Anyways, antidepressants are big business. If I remember correctly, they are the most widely prescribed of the mental health drugs. But I doubt doctors tell their patients about the questionable effectiveness of antidepressants before prescribing them. They do work at least as placebos and so what is the harm? It’s a moral question and depends on what are your moral values. Does a doctor have the moral responsibility to always tell the truth? There are plenty of cases, for example, where someone health quickly diminishes after getting a negative prognosis. The relationship between doctor and patient isn’t an objective reality. Most of the help a doctor can offer is simply himself, his presence and authority.
Nonetheless, one of my biggest moral values is truth. To me, this has more to do with authenticity than honesty per se, but it’s hard to be authentic if you’re not telling the truth. Can a doctor be authentic in caring about a patient while lying to them? Is deception appropriate as long as it’s done with paternalistic good intentions?
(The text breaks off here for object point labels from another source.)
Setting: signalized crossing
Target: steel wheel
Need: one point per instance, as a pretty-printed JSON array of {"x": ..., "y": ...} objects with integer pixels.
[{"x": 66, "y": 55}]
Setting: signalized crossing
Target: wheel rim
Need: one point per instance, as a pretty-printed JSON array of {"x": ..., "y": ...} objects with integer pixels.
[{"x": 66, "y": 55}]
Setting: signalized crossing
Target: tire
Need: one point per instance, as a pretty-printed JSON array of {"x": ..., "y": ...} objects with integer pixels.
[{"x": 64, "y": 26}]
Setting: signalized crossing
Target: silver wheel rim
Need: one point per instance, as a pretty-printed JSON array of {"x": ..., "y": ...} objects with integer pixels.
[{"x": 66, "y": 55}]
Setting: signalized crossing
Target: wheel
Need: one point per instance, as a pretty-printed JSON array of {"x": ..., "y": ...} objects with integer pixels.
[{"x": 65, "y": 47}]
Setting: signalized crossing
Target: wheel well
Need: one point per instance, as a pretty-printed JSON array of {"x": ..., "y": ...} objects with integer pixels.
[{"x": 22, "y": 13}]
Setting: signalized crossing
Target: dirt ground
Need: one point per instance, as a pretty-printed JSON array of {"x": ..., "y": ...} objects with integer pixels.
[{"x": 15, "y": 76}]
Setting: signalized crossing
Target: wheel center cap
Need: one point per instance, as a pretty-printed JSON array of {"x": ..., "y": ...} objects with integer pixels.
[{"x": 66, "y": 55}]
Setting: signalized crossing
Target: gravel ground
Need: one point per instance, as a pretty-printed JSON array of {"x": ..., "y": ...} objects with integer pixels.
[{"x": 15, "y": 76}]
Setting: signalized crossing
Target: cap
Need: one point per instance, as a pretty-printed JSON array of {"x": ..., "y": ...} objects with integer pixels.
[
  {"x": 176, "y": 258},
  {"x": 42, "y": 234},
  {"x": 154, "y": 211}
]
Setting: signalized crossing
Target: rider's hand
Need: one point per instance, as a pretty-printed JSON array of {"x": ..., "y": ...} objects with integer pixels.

Basically, should a doctor treat a patient like an equal human being or like a child?
Many people would say it doesn’t matter. A doctor should do whatever helps. The problem is that it isn’t always clear. Deception can have negative effects if, for instance, a patient discovers the deception. If the patient loses faith in the doctor or in doctors in general, then the whole placebo effect goes out the window.
Even this post brings up a moral issue. Any person who reads this, will likely have an increase in doubts towards the effectiveness of drugs. Placebos are given to patients all of the time without the patients knowing. How do you actually know anything your doctor prescribes for you is actually an active drug? You don’t. And even if you’re taking a real anti-depressant, it might be no different from a sugar pill. A depressed person who learns of these facts will probably experience less effective treatment by being prescribed antidepressants. This post itself is a nocebo.